According to lawyer to Owuru on the grounds of heading to 4th ECOWAS court said, “Going by the recent decisions and reviews by the same Supreme court, it must be clear to all, that the Supreme court has power to hear and review its decision beyond the 60 days time limit on which it based its ruling against our case, perhaps fearing that our party’s case which remained unchallenged as the unopposed winners of the duly scheduled February 16, 2019 presidential election, which INEC was shown in evidence to have no powers to postponed on the very election day under S. 26 of the Electoral Act 2010 as amended”.

On why he choose the sub regional court, he said “Armed with the documented commitment of the Nigeria state as signatory to the various ECOWAS protocols on good governance, Articles of the African Charter

on human and people’s rights, UN e.t.c”, they have no better alternative than to institute the appeal in suit No.
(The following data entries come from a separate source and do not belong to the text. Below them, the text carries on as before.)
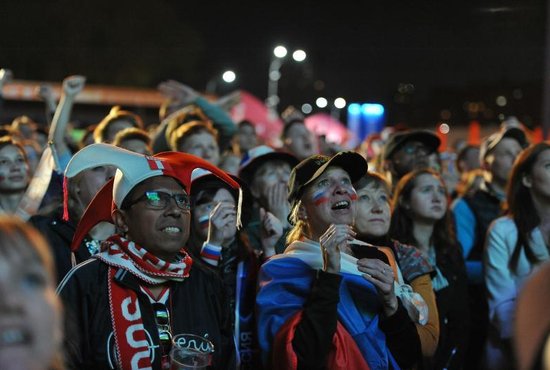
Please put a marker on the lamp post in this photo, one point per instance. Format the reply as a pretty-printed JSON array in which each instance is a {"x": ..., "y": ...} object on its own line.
[
  {"x": 228, "y": 77},
  {"x": 279, "y": 54}
]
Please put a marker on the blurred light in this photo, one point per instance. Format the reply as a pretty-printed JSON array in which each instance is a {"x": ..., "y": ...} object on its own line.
[
  {"x": 229, "y": 76},
  {"x": 321, "y": 102},
  {"x": 299, "y": 55},
  {"x": 373, "y": 109},
  {"x": 339, "y": 103},
  {"x": 307, "y": 108},
  {"x": 354, "y": 109},
  {"x": 274, "y": 75},
  {"x": 444, "y": 128},
  {"x": 280, "y": 51},
  {"x": 501, "y": 101}
]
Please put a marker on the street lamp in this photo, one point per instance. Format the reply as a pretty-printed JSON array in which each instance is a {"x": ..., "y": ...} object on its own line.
[
  {"x": 228, "y": 77},
  {"x": 279, "y": 54}
]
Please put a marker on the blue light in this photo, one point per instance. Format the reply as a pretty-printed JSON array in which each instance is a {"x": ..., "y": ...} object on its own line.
[
  {"x": 354, "y": 109},
  {"x": 373, "y": 109}
]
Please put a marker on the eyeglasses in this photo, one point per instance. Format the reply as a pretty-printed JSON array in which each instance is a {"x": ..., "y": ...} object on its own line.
[
  {"x": 162, "y": 318},
  {"x": 160, "y": 200}
]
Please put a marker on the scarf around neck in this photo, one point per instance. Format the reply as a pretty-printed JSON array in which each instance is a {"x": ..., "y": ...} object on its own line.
[{"x": 122, "y": 253}]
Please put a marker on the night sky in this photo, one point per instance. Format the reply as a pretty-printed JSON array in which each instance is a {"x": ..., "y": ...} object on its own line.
[{"x": 439, "y": 54}]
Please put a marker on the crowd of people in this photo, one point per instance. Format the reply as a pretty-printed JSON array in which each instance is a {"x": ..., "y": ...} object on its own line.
[{"x": 304, "y": 256}]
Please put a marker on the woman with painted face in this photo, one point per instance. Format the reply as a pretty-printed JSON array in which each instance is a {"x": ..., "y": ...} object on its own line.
[
  {"x": 30, "y": 312},
  {"x": 215, "y": 239},
  {"x": 411, "y": 268},
  {"x": 421, "y": 219},
  {"x": 318, "y": 307},
  {"x": 14, "y": 174},
  {"x": 516, "y": 245},
  {"x": 124, "y": 305}
]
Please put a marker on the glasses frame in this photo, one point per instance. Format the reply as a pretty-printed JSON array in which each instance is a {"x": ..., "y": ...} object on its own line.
[{"x": 145, "y": 196}]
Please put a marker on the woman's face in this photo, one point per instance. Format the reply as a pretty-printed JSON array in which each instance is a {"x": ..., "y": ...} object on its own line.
[
  {"x": 539, "y": 180},
  {"x": 30, "y": 318},
  {"x": 201, "y": 213},
  {"x": 428, "y": 199},
  {"x": 373, "y": 211},
  {"x": 330, "y": 199},
  {"x": 14, "y": 170}
]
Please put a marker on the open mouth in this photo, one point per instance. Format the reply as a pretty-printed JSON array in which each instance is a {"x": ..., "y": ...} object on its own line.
[
  {"x": 171, "y": 230},
  {"x": 343, "y": 204},
  {"x": 14, "y": 337}
]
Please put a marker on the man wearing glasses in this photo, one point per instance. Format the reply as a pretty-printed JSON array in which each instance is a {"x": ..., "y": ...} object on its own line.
[{"x": 124, "y": 305}]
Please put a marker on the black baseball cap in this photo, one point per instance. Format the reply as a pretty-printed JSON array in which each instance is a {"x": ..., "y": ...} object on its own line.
[{"x": 305, "y": 172}]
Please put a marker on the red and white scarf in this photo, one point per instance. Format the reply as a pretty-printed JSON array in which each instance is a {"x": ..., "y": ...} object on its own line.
[{"x": 132, "y": 345}]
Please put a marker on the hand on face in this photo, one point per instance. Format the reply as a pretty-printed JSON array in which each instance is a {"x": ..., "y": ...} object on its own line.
[
  {"x": 223, "y": 224},
  {"x": 381, "y": 275},
  {"x": 333, "y": 242},
  {"x": 271, "y": 232}
]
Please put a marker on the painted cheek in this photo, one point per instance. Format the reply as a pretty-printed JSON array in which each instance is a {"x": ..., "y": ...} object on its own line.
[
  {"x": 320, "y": 197},
  {"x": 203, "y": 221}
]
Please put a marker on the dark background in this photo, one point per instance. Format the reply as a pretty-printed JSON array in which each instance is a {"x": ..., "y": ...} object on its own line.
[{"x": 418, "y": 58}]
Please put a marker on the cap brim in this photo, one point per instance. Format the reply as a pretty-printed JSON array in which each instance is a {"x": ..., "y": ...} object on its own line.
[{"x": 353, "y": 163}]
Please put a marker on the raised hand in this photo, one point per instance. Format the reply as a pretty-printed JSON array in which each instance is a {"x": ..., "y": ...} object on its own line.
[
  {"x": 177, "y": 91},
  {"x": 381, "y": 275},
  {"x": 333, "y": 242},
  {"x": 271, "y": 231},
  {"x": 223, "y": 224}
]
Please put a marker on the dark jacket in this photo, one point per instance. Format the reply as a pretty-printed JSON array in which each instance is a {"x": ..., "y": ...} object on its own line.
[
  {"x": 197, "y": 306},
  {"x": 59, "y": 234}
]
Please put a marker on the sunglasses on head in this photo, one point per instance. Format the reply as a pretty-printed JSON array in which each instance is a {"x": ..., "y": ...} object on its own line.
[{"x": 160, "y": 200}]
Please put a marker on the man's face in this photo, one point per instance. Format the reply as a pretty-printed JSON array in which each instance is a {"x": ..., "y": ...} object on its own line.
[
  {"x": 501, "y": 159},
  {"x": 411, "y": 156},
  {"x": 299, "y": 141},
  {"x": 163, "y": 232}
]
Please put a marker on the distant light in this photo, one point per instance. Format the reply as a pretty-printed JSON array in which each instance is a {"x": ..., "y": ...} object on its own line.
[
  {"x": 501, "y": 101},
  {"x": 321, "y": 102},
  {"x": 354, "y": 109},
  {"x": 339, "y": 103},
  {"x": 280, "y": 51},
  {"x": 274, "y": 75},
  {"x": 373, "y": 109},
  {"x": 299, "y": 55},
  {"x": 229, "y": 76}
]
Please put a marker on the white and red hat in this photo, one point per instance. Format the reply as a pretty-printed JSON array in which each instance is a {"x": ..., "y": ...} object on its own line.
[{"x": 132, "y": 169}]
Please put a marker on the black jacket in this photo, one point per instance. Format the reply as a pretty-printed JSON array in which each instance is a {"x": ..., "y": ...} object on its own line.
[
  {"x": 197, "y": 306},
  {"x": 59, "y": 234}
]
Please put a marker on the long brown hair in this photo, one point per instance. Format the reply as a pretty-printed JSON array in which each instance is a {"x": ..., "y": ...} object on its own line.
[
  {"x": 443, "y": 237},
  {"x": 520, "y": 202}
]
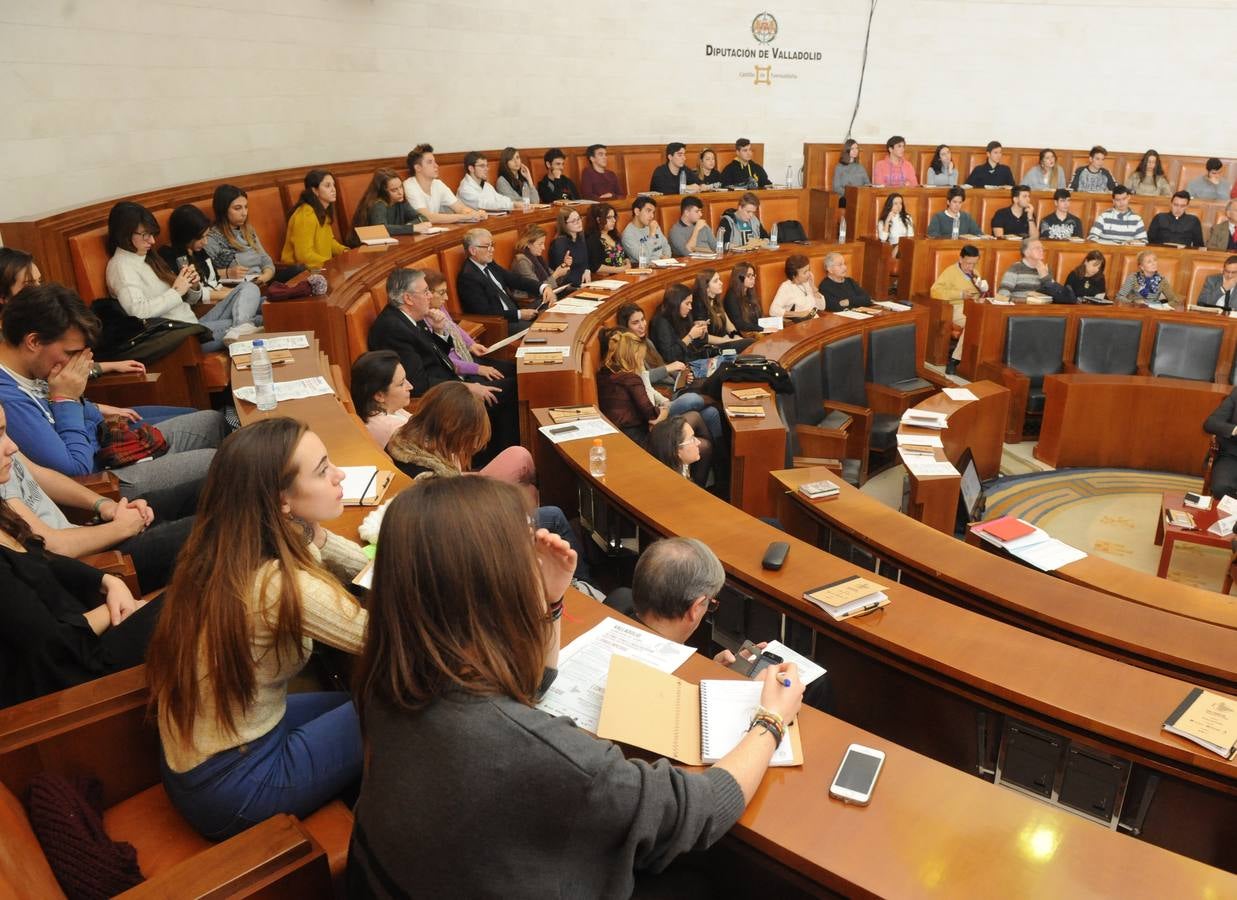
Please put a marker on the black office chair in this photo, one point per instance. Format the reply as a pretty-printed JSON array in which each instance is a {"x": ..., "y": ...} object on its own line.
[
  {"x": 1034, "y": 349},
  {"x": 894, "y": 383},
  {"x": 1107, "y": 346},
  {"x": 846, "y": 397},
  {"x": 1185, "y": 351},
  {"x": 807, "y": 441}
]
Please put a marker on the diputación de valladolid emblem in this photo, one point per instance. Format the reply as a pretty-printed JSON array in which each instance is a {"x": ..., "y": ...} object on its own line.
[{"x": 765, "y": 27}]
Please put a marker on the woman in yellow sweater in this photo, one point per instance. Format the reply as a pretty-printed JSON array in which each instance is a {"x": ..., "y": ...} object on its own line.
[
  {"x": 311, "y": 240},
  {"x": 256, "y": 584}
]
ECW/CC/APP/45/2019 between Chief Ambrose Albert Owuru, HDP vs. Federal Republic of Nigeria seeking appropriate redress as candidate and acclaimed winners of February 16, 2019

presidential election, on December 4, 2019, filed an application against the Federal Republic of Nigeria, for the courts determination of his internationally protected and flagrantly violated rights to have his cause heard as breached by the Nigeria Apex Court and equality before the law to have his cause heard and declared president and in alternate reliefs to have the right to participate in a constituted government of National unity and N800 billion as appropriate reliefs in the circumstances”.